O’Brien maintains that The Things They Carried “is meant to be about man’s yearning for peace. At least [he] hopes it is taken that way.” For O’Brien, through his own writing career and through the veteran characters he has conceived, this “yearning” is partially satisfied through the act of storytelling, getting at the truth of an idea or event by retelling and embellishing it. In this way, The Things They Carried is a culmination of O’Brien’s earlier works and is a culmination of themes—courage, duty, memory, guilt, and storytelling—present in all his works.

Major Works

O’Brien’s first published work was a war memoir and account of his year as a “grunt” in Vietnam, If I Die in a Combat Zone: Box Me Up and Ship Me Home (1973). This book begins probing the themes that dominate most of O’Brien’s works, particularly the issue of moral courage. He followed up his autobiographical account with a debut novel entitled Northern Lights (1975), which posits two brothers against one another as foils—one brother went to Vietnam and the other did not. The crux of the novel, which is set in O’Brien’s native Minnesota, is a cruel blizzard against which both brothers must struggle. Through this experience, the brothers learn more about each other, and their own motivations and values are illuminated in their own minds. This early work signals the reflection, self-reference, and thorough interior probing of characters that will become the hallmark of O’Brien’s style.

O’Brien’s next novel departs from the more traditional form of Northern Lights. Going After Cacciato (1978) is a more surreal and fantastical novel that brought O’Brien to wider public acclaim and earned him the 1979 National Book Award in fiction. A sort of dark, ironic comedy, the subject, an Army private, Cacciato, who catalyzes the story’s action, deserts his unit in Vietnam and heads for the Paris peace talks. Literally walking away from the war, the other members of his unit are ordered to pursue him. The story is told from the point of view of Paul Berlin, the character that most resembles O’Brien, as they follow Cacciato across the world. O’Brien begins to push the limits of truth and believability in this novel as well as the bounds of temporality, both stylistic choices that reappear in The Things They Carried.

Nuclear Age (1985) was O’Brien’s third novel and the farthest departure from his own experience. Set in 1995, O’Brien’s protagonist, William Cowling, is a middle-aged man who grew up under the atomic umbrella, so to speak. He suffers severe paranoia over the possibility of nuclear war and finds solace in digging a hole in his backyard as an attempt to bury and quiet all the thoughts that antagonize him. Again, in this novel, O’Brien demonstrates his adeptness in creating a comic look at serious subjects, this being the real fear and threat of the Bomb.
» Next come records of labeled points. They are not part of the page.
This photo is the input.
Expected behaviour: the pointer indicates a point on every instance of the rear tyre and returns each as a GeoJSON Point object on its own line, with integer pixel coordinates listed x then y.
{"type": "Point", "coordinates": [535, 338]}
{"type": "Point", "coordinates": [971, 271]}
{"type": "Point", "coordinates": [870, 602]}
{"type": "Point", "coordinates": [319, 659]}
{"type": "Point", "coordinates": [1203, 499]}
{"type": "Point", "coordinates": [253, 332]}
After a two-year interim, O’Brien’s short story, “The Things They Carried,” the first vignette in the later novel of the same name, was first published in Esquire, and it received the 1987 National Magazine Award in Fiction. The short story was also selected for the 1987 Best American Short Stories volume and for inclusion in the Best American Short Stories of the 1980s. Additionally, O’Brien’s short stories have been anthologized in The O. Henry Prize Stories (1976, 1978, 1982), Great Esquire Fiction, Best American Short Stories, (1977, 1987), The Pushcart Prize (Volumes II and X), and in many textbooks and Vietnam-related collections.